Raccoons are considered exotic animals to me, and so are skunks, for that matter. On the other hand, cats are the animals seen digging the garbage bags in the Middle East, and some are not friendly either.
When I first saw a raccoon, I thought it was an extraordinary animal, they looked so fluffy and cartoon-like, but once I got closer, I realized that they are also vicious and mysterious. I still remember the first time I saw a raccoon and walked straight to it as my Canadian friends started yelling at me to back away slowly. I never understood why until I realized the nails on that thing.
I do not want to be seen taking a selfie with a raccoon anymore, that's for sure.
Yes, this may sound odd, but I am an avid milk drinker, and when I first went grocery shopping and realized milk was sold in bags, it blew my mind.
Glass bottles, cardboard cartons but plastic bags? All I could think about was how do they even seal the bags? How much of a mess did it cause the first person who invented milk in bags, and why? It may be more affordable, but in my opinion, it's just a hassle.
What fascinates me the most is the different ways that you can cut the bag in order to execute the perfect pour. It's all about the proportions and angles.
In 2013, UberEats was not an option because it didn't exist. But, something that Arabs love so much is convenience. Most restaurants had food delivery drivers working in-house to deliver the food straight to your doorstep. So, all you had to do was call your favourite restaurants and ask for your food to be delivered. In fact, you could get your local grocer and stationery shop to do the same.
When I landed in Canada in 2013 and sat in my dorm room needing food and found out that the only thing that was delivered was pizza or Chinese, I was instantly shocked. I didn't know how to accept this fact for so long, I even thought about starting my own delivery service.
This was an incredibly painful process, especially during those winter months when walking outside felt like I was surrendering myself to the cold. Yes, that might be a bit dramatic, but come on, the winter of 2013 was actually the worst winter ever.
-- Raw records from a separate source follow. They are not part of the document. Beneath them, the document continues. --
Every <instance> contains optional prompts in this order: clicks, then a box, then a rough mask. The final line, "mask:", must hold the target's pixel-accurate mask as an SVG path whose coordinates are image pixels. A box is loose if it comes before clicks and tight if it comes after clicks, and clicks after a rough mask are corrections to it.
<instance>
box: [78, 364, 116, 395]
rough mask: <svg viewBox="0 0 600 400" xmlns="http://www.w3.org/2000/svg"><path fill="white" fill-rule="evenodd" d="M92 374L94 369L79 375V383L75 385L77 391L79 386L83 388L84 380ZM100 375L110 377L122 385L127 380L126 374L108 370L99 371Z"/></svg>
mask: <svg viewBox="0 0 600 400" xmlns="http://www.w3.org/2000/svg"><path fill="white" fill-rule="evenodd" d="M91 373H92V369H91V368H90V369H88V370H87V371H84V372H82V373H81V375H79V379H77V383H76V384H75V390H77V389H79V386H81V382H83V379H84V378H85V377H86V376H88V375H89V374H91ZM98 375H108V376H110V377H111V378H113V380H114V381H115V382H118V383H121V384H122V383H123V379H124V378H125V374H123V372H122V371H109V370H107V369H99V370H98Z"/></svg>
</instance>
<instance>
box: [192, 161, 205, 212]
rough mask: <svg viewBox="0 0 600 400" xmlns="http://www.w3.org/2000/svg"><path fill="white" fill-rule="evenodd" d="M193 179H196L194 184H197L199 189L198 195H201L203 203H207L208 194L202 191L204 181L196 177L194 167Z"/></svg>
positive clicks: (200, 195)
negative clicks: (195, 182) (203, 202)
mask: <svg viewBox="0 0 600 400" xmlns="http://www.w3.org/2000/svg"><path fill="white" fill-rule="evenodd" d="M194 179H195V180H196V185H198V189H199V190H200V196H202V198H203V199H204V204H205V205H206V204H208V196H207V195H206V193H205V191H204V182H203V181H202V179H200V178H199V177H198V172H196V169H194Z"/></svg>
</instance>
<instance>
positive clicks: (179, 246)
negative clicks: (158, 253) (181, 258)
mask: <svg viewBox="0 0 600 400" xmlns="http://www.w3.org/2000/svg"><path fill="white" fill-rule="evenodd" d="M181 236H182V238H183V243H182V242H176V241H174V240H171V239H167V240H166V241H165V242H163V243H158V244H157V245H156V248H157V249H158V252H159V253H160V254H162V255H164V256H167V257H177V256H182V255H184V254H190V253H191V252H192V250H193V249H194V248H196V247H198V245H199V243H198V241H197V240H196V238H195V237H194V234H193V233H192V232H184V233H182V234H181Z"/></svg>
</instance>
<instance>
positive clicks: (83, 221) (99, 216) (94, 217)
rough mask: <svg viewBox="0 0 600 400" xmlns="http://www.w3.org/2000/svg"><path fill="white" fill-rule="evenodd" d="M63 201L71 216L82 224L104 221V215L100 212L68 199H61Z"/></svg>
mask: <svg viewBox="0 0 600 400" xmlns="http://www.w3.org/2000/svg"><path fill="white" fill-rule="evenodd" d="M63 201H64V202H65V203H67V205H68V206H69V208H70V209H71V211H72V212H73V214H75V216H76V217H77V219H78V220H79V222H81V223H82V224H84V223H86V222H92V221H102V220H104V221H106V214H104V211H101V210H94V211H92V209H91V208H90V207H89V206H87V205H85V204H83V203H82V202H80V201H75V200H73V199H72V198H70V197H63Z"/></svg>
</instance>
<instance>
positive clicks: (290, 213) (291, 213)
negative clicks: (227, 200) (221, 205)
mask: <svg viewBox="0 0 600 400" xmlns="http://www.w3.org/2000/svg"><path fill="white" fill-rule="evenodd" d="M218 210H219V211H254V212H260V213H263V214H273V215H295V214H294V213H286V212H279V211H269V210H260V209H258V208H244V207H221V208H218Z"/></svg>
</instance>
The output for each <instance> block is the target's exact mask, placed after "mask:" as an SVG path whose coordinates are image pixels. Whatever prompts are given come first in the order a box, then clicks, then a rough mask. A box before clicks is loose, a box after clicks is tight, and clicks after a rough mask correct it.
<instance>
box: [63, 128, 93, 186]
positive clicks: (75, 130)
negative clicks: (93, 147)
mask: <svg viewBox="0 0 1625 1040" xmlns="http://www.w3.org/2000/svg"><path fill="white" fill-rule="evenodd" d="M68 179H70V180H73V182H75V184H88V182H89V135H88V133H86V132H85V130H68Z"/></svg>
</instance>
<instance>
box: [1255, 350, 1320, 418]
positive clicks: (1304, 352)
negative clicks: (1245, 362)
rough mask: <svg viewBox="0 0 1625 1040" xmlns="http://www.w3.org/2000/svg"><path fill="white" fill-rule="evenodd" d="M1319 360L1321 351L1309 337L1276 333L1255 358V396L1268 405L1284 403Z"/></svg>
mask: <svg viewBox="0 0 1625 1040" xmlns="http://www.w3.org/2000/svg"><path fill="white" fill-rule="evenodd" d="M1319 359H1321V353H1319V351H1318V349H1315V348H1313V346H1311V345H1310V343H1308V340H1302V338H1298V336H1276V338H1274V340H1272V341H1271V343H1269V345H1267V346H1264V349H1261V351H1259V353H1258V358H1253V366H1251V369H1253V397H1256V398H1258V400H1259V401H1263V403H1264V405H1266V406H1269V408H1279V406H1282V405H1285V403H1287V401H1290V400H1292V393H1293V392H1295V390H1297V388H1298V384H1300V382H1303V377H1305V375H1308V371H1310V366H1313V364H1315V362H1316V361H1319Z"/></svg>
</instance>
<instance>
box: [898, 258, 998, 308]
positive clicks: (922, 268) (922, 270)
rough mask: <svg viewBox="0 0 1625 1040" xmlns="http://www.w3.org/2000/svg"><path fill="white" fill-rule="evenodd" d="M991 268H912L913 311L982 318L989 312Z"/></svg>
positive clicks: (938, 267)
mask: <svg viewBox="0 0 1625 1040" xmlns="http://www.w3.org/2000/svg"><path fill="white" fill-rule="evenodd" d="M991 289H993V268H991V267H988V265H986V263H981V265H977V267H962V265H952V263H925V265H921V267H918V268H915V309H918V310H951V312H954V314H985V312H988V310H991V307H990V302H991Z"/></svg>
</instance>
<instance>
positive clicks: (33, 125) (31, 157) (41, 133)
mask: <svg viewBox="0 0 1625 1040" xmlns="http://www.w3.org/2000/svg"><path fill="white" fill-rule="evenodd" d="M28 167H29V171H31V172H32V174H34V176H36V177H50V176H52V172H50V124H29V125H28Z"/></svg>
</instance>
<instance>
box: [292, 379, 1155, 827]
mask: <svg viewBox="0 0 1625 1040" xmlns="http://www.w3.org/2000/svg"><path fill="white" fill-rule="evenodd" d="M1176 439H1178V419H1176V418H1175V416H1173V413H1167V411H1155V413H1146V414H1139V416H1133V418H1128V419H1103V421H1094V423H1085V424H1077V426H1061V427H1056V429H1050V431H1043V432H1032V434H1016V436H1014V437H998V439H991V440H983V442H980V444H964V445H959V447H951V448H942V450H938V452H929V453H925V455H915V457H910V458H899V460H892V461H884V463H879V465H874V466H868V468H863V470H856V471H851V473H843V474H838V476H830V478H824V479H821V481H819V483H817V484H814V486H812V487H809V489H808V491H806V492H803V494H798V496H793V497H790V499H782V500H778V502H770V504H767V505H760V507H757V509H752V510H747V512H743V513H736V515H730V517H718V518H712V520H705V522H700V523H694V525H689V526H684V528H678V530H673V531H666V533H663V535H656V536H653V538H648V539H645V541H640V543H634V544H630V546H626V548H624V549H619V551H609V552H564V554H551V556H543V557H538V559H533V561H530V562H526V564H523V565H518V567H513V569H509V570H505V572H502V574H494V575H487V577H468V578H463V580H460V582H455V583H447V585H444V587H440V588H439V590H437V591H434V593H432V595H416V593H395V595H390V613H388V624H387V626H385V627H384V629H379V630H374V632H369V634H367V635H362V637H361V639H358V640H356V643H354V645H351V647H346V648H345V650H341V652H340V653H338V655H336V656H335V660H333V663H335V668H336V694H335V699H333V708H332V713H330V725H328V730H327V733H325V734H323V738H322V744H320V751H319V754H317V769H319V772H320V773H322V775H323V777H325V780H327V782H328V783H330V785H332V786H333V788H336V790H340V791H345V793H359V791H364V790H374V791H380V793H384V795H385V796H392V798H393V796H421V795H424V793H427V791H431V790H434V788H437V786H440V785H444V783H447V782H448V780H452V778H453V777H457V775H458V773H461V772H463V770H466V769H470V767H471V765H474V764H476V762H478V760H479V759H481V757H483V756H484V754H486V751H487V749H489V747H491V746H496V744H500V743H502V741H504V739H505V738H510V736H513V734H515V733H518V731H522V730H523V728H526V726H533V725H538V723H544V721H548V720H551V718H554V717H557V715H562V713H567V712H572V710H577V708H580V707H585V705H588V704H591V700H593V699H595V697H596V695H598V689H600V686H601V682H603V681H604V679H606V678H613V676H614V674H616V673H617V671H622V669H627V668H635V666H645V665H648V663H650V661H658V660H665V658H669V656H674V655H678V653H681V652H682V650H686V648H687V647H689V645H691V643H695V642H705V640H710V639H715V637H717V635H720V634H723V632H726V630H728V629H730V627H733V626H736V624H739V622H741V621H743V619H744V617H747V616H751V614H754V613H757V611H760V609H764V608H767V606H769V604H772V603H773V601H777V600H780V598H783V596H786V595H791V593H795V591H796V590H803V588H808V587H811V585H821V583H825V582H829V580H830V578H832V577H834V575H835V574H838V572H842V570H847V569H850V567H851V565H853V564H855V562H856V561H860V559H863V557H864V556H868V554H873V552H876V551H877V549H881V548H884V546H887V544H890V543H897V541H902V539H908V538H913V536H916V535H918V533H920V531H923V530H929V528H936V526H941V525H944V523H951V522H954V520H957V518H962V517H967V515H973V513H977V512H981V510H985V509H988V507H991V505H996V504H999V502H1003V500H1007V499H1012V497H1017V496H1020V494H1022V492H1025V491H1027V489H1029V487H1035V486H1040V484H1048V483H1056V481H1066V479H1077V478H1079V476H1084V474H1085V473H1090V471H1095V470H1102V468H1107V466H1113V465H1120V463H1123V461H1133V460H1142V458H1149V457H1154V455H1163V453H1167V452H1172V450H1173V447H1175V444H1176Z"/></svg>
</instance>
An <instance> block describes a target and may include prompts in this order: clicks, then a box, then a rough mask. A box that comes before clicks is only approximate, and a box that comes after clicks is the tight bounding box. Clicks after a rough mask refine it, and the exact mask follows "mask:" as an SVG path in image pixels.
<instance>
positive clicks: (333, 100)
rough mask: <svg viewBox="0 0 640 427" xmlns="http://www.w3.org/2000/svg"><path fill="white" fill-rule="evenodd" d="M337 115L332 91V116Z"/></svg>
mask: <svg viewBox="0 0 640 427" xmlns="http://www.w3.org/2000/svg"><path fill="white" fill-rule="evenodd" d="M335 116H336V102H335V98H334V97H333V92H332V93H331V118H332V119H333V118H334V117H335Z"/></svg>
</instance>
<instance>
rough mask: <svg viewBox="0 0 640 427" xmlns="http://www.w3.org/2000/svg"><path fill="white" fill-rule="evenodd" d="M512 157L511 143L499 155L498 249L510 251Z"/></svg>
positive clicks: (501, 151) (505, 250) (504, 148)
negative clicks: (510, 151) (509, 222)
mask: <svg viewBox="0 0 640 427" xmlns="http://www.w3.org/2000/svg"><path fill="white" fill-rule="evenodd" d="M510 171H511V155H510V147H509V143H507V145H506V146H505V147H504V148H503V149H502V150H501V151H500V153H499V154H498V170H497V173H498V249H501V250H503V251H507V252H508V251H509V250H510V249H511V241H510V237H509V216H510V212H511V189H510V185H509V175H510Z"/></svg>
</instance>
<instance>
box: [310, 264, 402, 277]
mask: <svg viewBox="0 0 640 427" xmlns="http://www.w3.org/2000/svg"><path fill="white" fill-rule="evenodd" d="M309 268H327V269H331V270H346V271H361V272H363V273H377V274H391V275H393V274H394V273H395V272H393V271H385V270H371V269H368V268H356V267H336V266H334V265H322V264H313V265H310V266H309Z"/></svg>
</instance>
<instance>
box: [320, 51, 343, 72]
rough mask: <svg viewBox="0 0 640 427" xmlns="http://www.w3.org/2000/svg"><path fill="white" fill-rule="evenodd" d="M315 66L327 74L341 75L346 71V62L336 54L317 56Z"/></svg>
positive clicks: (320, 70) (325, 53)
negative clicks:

Mira Nabulsi riding a desert ATV in DubaiMira Nabulsi | Narcity
Living in Dubai means having an ATV and desert available for your entertainment. When moving to Canada and heading to cottage country, I realized snowmobiles are basically the same but so much cooler.
I never thought about the different kinds of activities that can be done in the snow other than skiing or snowboarding. Seeing a snowmobile and realizing its similarity with an ATV made me feel like people growing up in the Great White North actually have something in common with desert people – even though they are polar opposites.
I've never actually ridden a snowmobile. I can imagine it can feel just as exhilarating but a lot colder.
Canadians are people of the world, and this is what makes me feel welcome here. But let's get those bidets installed, eh?